CEA’s Gary Shapiro Pushes Broadcasters

Broadcasters need to figure out a business model that actually works for them in the new digital age and sell Americans what they really want – HDTV, advised Consumer Electronics Association (CEA)President and CEO Gary Shapiro in remarks delivered yesterday before the Advanced Television Systems Committee’s (ATSC) Annual Meeting. The meeting is being held in Washington, D.C. this week.

Shapiro delivered his remarks as congressional, Federal Communications Commission (FCC) and industry officials debate how to define the end of the nation’s transition to digital television (DTV). Legislation to set a hard cut off date for analog broadcast is widely expected to be introduced in this current session of Congress.

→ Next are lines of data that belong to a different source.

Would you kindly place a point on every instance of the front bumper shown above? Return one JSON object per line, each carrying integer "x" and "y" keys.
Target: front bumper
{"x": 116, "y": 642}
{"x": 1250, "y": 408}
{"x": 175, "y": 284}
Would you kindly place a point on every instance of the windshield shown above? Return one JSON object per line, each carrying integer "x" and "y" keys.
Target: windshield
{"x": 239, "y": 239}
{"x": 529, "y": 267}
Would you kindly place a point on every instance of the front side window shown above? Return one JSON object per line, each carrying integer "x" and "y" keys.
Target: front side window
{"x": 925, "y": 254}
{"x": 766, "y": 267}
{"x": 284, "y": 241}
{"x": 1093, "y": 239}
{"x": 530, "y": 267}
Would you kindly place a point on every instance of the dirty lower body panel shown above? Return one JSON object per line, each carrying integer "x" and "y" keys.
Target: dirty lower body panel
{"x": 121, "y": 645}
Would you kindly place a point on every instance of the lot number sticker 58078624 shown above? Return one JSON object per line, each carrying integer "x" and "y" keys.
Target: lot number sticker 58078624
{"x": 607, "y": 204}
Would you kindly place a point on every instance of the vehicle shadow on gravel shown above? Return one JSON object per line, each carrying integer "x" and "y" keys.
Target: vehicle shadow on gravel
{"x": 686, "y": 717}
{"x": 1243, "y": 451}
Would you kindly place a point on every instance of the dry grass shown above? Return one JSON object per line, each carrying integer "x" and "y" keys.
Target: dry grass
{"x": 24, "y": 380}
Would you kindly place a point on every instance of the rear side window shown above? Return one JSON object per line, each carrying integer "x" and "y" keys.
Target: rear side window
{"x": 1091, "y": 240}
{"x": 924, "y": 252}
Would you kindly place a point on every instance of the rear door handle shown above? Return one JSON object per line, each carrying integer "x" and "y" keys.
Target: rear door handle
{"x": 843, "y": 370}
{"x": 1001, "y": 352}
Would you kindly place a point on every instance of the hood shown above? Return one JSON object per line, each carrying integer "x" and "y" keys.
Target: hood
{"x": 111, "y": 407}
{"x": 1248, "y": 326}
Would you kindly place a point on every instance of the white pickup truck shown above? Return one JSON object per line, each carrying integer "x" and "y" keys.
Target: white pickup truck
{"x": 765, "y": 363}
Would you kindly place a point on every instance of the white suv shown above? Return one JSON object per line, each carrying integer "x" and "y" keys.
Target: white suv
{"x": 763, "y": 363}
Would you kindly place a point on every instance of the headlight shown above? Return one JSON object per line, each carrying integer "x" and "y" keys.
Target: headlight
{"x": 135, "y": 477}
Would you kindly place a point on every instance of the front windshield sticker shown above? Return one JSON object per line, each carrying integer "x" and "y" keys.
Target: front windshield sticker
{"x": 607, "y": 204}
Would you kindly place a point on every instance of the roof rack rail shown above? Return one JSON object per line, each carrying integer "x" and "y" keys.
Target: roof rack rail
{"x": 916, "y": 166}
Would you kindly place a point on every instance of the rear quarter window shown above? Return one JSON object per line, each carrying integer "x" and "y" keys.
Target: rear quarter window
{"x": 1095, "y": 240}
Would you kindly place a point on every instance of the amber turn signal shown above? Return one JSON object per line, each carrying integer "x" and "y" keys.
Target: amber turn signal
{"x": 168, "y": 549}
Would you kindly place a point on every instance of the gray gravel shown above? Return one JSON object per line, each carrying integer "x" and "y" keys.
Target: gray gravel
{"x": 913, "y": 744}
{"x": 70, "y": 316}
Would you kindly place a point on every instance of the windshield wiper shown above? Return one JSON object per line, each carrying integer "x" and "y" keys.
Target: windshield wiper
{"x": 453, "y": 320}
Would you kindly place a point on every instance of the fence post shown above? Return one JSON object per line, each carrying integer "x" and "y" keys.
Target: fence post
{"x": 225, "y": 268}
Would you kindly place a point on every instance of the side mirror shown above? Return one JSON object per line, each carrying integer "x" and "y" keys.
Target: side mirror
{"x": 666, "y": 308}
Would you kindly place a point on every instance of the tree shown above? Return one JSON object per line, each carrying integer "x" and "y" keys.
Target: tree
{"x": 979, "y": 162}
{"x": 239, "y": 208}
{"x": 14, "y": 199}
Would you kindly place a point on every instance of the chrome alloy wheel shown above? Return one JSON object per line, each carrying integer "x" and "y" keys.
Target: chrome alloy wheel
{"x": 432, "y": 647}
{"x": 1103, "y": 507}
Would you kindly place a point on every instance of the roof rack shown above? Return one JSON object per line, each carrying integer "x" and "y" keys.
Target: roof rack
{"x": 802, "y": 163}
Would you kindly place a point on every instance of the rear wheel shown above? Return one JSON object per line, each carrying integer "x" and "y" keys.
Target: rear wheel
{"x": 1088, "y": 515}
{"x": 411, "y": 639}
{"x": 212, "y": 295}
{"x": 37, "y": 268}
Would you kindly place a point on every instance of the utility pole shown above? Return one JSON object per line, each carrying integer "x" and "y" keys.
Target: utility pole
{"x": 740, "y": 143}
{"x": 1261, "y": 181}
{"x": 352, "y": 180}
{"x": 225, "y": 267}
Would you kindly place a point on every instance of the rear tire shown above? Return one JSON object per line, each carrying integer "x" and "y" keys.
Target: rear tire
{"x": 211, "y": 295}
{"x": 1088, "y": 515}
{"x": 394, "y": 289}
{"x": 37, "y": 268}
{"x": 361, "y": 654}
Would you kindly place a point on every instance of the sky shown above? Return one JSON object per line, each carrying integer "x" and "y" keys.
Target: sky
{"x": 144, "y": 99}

“Who will be disenfranchised and not receive a TV signal after the cut-off has been a major concern for all involved in the transition,” stated Shapiro. “Recent figures from CEA show the percentage of American homes that rely only on an over-the-air (OTA) signal is low and shrinking. Currently 87 percent of homes have access to cable or satellite. More pipelines capable of carrying video programming – including fiber optic lines, digital subscriber lines (DSL), telephone lines and power lines – are moving into American homes, jeopardizing the monopoly long enjoyed by broadcasters. The choices are many and great for consumers.”

Even though their very existence is at stake, Shapiro noted that few broadcasters have moved to truly leverage the opportunities DTV provides and even fewer have made efforts to promote their unique status to the public.

“CEA has been a leader in consumer education and DTV promotion since the beginning of the transition,” Shapiro stated. “And yet the broadcasters are the ones that continue to refuse to educate the public on the existence, much less the value, of free over-the-air service.”

Shapiro reported that the transition to digital and high-definition television has been highly successful, noting that more than 17 million digital television products have been sold since its inception. He said a full 86% of products sold are high-definition. He urged conference attendees and policy leaders to help accelerate the transition by supporting legislative efforts to set a hard date for an analog cut off, promoting DTV to consumers and supporting CEA’s proposal to accelerate the FCC’s mandate for manufacturers to include digital tuners in television sets 25″ and larger.

He also warned broadcasters, manufacturers and the ATSC to maintain the focus on completing the transition to digital and not to become sidetracked by misguided efforts that detract from providing consumers with HDTV.

“CEA continues to pressure the ATSC to avoid creating standards for standards sake, without first considering the business requirements of this work,” Shapiro said. “For example, the recent activities to develop Enhanced VSB (EVSB) standard have been a disappointment and a misguided endeavor. The false promise of EVSB will only serve to strand existing DTV products and lure broadcasters from providing what American consumers want – more HDTV.

“Furthermore, we strongly believe that standards should be created and decided upon by consensus, which did not occur in the development of EVSB. To be successful, standards like EVSB that have such a potentially broad impact must be embraced by all key players not solely by a simple majority. Standard setting processes like this force our industry to wonder, will all sets soon be mandated to have analog, digital and digital plus tuners? Where will the madness end?”

Shapiro concluded with a simple message, “Our message is not new – we all need to promote HDTV and free over-the-air broadcasting.”